Apart from the Galapagos penguin nearly all penguins live south of the equator. The bid cannot fly but is able to swim under water at up to 15 miles per hour. In order to do this their wings have been adapted to act like flippers. The penguins live in a variety of climates ranging from the Antarctic to the Equator. Penguins are not large birds with their sizes varying between 15 inches and 3 and a half feet. Their favourite food is squid, shrimp and fish, with their black and white colouring working as camouflage under water.

The Emperor Penguin family

Penguins are the most common bird in the Antarctic. The two species that survive in the region are the Emperor and the Adelie penguins. There are abundant numbers at the moment but there is much conjecture about their future especially with global warming. The penguins live in colonies with some the size of major cities. According to a survey by the University of Adelaide there are 6 million Adelie penguins surviving in the region which is 4 million higher than had been previously estimated.

Penguins have always been threatened by human activity in the region. Many have been caught in trawlers nets and have ended up drowning, but the future of a warming climate holds many problems for the survival of the Antarctic’s most popular bird. One major worry is that the warming of the sea in the Western Antarctic Peninsular is happening faster than in any other place on the planet. This is likely to result in the disappearance of the sea ice which provides a habitat for huge numbers of these birds.

The penguins eat Krill and they feed off an algae called phytoplankton that grows on the sea ice. If the ecosystem is disturbed, and the ice disappears there will be short supplies of the algae which will result in fewer Krill resulting in fewer penguins. The area is also seeing bigger populations of whale and fur seal populations since the international hunting bans have come into force. They both feed off krill and penguins, so with their numbers growing the penguins have a double problem. Firstly, the seals and the whale are reducing Krill populations, and also more of the penguins are being hunted themselves.

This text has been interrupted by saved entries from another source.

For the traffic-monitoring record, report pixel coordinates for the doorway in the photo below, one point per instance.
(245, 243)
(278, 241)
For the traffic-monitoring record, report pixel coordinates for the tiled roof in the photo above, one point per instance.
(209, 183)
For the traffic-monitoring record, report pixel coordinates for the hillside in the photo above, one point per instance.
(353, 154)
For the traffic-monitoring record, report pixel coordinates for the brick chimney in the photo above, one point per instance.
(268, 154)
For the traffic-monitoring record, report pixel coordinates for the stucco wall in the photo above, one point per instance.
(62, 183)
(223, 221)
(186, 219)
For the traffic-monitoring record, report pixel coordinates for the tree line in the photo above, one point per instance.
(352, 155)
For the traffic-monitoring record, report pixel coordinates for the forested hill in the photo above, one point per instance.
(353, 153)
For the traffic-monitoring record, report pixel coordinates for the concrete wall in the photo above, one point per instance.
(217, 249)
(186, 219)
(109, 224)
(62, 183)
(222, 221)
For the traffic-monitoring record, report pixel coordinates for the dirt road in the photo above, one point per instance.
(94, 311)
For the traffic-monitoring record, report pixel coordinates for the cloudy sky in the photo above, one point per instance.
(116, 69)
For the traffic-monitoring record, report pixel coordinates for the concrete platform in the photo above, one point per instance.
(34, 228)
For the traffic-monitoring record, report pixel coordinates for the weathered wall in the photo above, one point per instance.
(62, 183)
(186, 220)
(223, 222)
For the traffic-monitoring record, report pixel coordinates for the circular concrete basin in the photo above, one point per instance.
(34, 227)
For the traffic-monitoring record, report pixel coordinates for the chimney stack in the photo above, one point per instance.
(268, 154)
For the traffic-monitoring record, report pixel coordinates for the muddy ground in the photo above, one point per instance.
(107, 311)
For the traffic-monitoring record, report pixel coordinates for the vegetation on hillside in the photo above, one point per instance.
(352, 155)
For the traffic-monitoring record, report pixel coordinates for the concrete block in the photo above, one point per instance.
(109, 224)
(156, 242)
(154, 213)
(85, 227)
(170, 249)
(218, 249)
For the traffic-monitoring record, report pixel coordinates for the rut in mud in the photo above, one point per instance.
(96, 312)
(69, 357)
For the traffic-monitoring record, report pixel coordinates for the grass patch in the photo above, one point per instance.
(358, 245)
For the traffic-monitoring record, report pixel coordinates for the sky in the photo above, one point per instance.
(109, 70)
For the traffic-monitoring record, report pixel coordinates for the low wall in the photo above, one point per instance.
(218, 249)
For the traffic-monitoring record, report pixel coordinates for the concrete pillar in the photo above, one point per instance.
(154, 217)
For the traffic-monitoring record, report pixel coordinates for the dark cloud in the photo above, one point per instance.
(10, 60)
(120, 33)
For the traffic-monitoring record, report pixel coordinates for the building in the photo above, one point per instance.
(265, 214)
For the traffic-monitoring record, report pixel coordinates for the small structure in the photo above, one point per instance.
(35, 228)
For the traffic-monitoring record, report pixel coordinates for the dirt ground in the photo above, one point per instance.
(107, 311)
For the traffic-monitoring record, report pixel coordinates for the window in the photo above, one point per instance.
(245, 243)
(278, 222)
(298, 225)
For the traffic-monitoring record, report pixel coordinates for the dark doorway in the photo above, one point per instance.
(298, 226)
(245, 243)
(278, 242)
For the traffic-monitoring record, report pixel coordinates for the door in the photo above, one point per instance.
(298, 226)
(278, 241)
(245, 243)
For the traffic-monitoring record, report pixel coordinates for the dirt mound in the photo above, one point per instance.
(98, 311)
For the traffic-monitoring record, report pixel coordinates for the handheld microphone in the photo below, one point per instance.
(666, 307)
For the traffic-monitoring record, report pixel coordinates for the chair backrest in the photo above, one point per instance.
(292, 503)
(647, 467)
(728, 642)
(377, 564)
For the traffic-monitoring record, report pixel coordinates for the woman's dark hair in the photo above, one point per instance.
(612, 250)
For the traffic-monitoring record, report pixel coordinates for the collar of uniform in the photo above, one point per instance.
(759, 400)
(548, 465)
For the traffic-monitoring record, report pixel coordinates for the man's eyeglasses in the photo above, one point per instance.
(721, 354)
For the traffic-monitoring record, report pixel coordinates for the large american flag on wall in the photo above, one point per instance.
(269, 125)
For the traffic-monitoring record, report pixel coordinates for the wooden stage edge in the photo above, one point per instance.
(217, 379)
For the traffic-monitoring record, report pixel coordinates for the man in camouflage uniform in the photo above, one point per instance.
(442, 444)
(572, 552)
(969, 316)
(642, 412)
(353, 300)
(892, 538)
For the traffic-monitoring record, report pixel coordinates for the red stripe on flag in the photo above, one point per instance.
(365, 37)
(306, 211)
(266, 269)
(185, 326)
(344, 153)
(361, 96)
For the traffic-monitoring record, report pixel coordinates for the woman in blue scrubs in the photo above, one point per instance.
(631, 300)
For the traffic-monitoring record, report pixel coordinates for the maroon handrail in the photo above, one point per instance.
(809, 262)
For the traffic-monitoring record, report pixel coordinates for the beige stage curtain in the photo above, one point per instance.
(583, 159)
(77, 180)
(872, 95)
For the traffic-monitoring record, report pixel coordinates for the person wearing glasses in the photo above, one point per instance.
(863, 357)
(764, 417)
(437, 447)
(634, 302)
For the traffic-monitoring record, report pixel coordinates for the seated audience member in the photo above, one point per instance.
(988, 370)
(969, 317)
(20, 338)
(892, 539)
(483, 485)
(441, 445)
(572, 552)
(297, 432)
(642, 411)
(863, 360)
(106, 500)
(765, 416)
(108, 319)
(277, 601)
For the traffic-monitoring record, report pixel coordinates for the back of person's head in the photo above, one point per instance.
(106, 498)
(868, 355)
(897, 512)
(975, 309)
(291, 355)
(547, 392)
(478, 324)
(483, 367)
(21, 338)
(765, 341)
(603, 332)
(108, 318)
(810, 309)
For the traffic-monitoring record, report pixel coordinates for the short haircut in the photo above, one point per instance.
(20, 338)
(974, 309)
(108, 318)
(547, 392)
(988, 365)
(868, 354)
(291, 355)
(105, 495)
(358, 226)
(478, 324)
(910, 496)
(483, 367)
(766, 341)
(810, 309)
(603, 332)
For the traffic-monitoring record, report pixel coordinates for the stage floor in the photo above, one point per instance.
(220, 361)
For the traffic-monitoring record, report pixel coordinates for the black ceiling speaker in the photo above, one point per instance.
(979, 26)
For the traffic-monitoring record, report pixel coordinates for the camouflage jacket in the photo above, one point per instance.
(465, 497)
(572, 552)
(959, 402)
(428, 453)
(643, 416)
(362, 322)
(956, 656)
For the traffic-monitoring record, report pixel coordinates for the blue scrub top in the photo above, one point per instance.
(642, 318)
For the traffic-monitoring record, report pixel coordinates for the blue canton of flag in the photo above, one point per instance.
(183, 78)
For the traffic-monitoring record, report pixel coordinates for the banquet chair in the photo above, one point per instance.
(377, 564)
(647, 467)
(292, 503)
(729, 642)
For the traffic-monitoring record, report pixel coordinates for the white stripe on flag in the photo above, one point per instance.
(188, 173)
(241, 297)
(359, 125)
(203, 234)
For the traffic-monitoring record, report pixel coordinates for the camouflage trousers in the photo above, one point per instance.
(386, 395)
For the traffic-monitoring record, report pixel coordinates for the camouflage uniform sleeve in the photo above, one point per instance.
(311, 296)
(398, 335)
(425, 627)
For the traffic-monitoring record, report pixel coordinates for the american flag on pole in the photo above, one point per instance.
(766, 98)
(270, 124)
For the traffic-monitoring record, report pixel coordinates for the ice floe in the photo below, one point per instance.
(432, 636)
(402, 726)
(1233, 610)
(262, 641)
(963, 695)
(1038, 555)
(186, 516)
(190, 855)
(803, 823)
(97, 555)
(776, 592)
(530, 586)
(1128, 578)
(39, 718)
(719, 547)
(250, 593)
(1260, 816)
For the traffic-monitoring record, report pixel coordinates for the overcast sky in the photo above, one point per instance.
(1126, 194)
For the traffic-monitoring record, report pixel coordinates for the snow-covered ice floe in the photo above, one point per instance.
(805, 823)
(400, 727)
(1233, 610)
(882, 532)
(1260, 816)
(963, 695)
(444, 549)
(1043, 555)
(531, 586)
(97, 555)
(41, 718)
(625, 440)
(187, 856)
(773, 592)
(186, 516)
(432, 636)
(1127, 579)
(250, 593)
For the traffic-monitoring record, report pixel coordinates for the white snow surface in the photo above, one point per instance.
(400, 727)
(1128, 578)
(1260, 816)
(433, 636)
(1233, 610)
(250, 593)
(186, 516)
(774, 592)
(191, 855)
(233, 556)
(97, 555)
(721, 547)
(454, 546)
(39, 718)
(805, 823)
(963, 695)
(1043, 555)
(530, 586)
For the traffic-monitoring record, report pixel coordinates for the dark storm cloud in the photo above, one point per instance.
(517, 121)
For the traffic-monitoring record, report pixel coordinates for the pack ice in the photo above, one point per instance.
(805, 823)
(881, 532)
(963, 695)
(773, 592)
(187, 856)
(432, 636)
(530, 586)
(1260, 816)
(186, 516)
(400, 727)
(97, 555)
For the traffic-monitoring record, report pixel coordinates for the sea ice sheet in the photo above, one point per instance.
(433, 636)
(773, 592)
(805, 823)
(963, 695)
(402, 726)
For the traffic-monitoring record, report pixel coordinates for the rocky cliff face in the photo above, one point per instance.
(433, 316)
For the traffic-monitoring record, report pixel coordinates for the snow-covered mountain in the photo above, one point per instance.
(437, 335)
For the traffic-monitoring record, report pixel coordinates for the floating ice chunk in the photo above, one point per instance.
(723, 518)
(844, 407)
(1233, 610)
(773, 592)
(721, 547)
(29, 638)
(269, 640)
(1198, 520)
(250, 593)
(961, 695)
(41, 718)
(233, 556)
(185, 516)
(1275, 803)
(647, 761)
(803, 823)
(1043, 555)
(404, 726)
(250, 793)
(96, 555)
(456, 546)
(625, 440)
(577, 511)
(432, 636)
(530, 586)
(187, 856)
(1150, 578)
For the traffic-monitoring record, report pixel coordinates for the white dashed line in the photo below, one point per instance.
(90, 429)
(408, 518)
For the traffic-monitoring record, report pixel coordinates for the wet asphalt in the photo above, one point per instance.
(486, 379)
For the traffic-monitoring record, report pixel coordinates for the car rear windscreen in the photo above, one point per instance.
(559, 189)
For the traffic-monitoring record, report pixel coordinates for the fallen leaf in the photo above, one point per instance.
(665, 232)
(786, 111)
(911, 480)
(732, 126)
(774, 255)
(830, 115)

krill the favourite food of the penguin

The threat of melting ice will likely cause waterlogged conditions during the mating season. This is likely to have catastrophic consequences on the chicks as they will be susceptible to hypothermia before they develop water proof feathers. One species of penguin that is currently threatened is the Galapagos Penguin. There are fewer than 2000 in the wild and they are only able to survive as a result of the Antarctic Humboldt Current that flows around the Island.

However, in recent years the species numbers have been threatened by a variety of factors. One of its biggest problems is that as the smallest member of the Penguin family it is hunted by a number of predators. It is hunted by cats, crabs, snakes, owls and hawks on the dry land, while in the sea they have to beware of sharks, fur seals and sea lions. They have also suffered from the changes in weather patterns associated with the El Nino weather phenomenon, and diseases that have been brought into the area by dogs.

The future warming seas are likely to affect their environment further as the Antarctic Humboldt Current is likely to be affected and warmed. The future for all penguins is dependent on the weather and the climate, as global warming could have dire consequences for this flightless bird.